An the heat, yer reckon t’day’s warm, it’s 91 in the shade, y’say. Why, man, we’d call it a cold day up there. Would ye b’lieve me, I’ve seen it average 124 in the shade fer a week at a stretch, an up as high as 128, an in the nights ye lay steamin in yer skeeter nets, without a stitch on, with the skeeters in millions surgin outside, an if ye’re away from the camp anywhere ye’re awake half the night, then when y’ git up in the mornin’ y’ can’t see the sun fer the harmy of flies lined up in regyments ready t charge inter yer eyes an mouth. Then when y’ feels peckish, an gets a feed of tin dog— if yer lucky t’ ‘ave it an preserved spuds inter yer, an’ just when it settles’ down, an yer pulls out yer pipe ter ‘ave a smoke the Barcoo i’ll get yer summick, en’ up it’ll come, yer breakfast or yer dinner or yer tea!
“An’ talk about torments, they little black ants i’ll git inta yer sugar an yer jam, an the big red beef ants i’llcarry away yer tined dog and yer spinifex rat, an’ yer bushy-tailed rat ‘ll eat ther bottom out or yer pack bags, or the leather in yer saddles, an when yer sit down ter ave a blow ye’ll pull a sentipede out or yer boot, or a scorpion i’ll stick his tail int yer finger, when y’r reaches fer ycr baccy, an ye have ‘ter look in yer blankets ev’ry night fer snakes, an’ then when ye want ter go in fer tucker an go ter git y’r horses, y find them miles away alf mad with the March flies suckin their blood, an the common flies eatin oles in ther face, an then whenever yer goes ter box up a damper or blow er dish of dirt, the sandflies i’ll give yor ell an then there’s the Barcoo Rot on yer arms, an the prickly eat that’ll send yer looney scratchin.
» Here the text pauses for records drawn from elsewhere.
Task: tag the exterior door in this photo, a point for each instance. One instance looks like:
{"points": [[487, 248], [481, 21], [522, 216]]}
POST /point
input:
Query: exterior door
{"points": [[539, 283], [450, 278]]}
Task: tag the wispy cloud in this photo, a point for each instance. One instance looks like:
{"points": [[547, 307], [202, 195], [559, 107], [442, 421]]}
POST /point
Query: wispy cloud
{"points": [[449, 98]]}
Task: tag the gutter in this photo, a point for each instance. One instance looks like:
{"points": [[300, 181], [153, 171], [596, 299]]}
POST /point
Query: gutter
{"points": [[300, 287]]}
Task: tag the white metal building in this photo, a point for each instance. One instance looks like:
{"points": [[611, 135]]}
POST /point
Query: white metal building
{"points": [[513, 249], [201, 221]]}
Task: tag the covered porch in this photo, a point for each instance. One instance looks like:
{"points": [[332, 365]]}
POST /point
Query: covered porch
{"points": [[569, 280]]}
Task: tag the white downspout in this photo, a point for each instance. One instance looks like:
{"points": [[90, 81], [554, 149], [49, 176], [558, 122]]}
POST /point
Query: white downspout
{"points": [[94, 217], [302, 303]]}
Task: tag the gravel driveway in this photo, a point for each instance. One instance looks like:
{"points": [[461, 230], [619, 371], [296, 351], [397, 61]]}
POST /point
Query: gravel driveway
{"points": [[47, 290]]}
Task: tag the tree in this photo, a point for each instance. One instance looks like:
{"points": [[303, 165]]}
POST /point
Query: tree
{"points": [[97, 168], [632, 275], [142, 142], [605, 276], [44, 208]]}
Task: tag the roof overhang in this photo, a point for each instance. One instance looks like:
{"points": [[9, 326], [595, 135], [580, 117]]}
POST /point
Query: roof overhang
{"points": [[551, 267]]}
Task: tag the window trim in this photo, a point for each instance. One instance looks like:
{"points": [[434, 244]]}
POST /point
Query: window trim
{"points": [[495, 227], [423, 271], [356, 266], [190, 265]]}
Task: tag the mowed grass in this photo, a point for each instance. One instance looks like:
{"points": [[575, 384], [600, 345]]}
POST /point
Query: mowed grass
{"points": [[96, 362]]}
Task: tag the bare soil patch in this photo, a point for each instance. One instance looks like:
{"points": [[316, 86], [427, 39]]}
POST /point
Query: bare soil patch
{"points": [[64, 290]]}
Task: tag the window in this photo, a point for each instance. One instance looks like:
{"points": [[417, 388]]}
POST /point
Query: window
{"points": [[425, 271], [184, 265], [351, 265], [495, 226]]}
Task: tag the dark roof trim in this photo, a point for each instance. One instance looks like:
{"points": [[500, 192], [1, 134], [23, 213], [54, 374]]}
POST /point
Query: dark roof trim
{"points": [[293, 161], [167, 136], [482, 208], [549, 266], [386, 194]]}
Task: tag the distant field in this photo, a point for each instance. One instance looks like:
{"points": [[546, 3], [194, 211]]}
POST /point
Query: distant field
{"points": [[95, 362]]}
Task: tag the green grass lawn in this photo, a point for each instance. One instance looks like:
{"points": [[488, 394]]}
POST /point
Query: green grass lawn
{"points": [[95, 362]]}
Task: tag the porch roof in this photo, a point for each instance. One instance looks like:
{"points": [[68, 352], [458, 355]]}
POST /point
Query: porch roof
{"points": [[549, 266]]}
An then there’s ‘sandy blight’ an’ bung eyes’, not ter mention scurvy an –
‘Good God, man, don’t tell me any more’.
If half what you say is correct, the country is not fit for man to live in,” said the visitor, horror-struck with the old chap’s recital. “Jest where yer wrong, young man. I’ve lived there an in places just as bad, an any young man with any guts in im should ave a look at those places, fer it makes im appreciate good tucker when e gits it, an it makes one man good ter another man when e’s down. But if yer friends send a party up there tell, em to come around again, I’ll give ye a map so’s to find it.
Anyhow, So you don’t think much of Tanami then? Jack’s answer was lost in the rattle of the shaker.
NOTE: The Tanami Desert is in the Northern Territory and Western Australia. It has a rocky terrain with small hills. The Tanami was the Northern Territory’s final frontier and was one of the most isolated areas on earth and was not fully explored by Australians of European descent until well into the twentieth century. It is traversed by the Tanami Track. The name Tanami is thought to be a corruption of the Warlpiri name for the area, “Chanamee”, meaning “never die”. This referred to certain rock holes in the desert which were said never to run dry.